J Virol. 1994 Apr;68(4):2253-9. doi: 10.1128/JVI.68.4.2253-2259.1994.
We have examined the influence of the V1/V2 region of the human immunodeficiency virus type 1 (HIV-1) gp120 on certain biologic properties of the virus. We observed that on the genomic background of the T-cell-line-tropic strain, HIV-1SF2mc, both the V1 and V2 domains of the macrophage-tropic strain, HIV-1SF162mc, in addition to the required V3 domain, are necessary to attain full macrophage tropism. Furthermore, the V2 domain modulates the sensitivity of HIV-1 to soluble CD4 neutralization. Structural studies of recombinant and mutant envelope glycoproteins suggest that the function of the V1/V2 region is to interact with the V3 domain and confer on the envelope gp120 of HIV-1SF2mc a conformation more similar to that of the macrophage-tropic strain HIV-1SF162mc. The conformation of the envelope gp120 appears to be strain specific and plays an important role in determining HIV-1 tissue tropism and sensitivity to soluble CD4 neutralization.

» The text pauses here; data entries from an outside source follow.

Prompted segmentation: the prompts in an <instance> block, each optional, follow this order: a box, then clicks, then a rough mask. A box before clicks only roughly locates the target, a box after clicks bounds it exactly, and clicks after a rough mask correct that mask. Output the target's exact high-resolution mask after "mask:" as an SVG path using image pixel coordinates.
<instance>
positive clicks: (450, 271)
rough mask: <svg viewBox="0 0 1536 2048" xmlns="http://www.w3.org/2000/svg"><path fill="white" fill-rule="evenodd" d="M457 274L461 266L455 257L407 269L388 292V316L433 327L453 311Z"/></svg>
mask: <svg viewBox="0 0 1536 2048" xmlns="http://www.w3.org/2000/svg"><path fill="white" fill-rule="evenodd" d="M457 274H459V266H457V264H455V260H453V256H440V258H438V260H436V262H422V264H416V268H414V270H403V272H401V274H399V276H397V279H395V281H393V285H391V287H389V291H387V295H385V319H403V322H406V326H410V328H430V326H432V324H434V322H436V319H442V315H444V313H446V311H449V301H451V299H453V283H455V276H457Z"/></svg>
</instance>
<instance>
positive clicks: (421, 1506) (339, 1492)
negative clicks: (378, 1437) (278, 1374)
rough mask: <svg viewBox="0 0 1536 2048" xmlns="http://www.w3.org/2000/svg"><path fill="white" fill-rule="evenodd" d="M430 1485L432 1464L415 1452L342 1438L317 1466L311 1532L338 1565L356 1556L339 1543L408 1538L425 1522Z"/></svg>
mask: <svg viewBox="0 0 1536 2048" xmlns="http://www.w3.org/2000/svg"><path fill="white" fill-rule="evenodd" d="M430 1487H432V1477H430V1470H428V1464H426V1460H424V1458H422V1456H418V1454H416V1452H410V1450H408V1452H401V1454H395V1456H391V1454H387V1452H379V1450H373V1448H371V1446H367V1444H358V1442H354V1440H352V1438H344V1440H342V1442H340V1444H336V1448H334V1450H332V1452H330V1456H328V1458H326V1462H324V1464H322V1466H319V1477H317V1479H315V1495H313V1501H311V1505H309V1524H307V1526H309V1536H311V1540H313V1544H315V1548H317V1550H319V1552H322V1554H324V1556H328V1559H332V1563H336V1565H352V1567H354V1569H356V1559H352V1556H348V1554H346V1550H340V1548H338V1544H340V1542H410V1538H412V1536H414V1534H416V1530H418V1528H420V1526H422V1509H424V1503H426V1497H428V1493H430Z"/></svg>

我们研究了人类免疫缺陷病毒1型(HIV-1)gp120的V1/V2区域对该病毒某些生物学特性的影响。我们观察到,在T细胞系嗜性毒株HIV-1SF2mc的基因组背景下,除了所需的V3结构域外,巨噬细胞嗜性毒株HIV-1SF162mc的V1和V2结构域对于实现完全的巨噬细胞嗜性也是必需的。此外,V2结构域可调节HIV-1对可溶性CD4中和作用的敏感性。重组和突变包膜糖蛋白的结构研究表明,V1/V2区域的功能是与V3结构域相互作用,并使HIV-1SF2mc的包膜gp120具有与巨噬细胞嗜性毒株HIV-1SF162mc更相似的构象。包膜gp120的构象似乎具有毒株特异性,并且在决定HIV-1组织嗜性和对可溶性CD4中和作用的敏感性方面起着重要作用。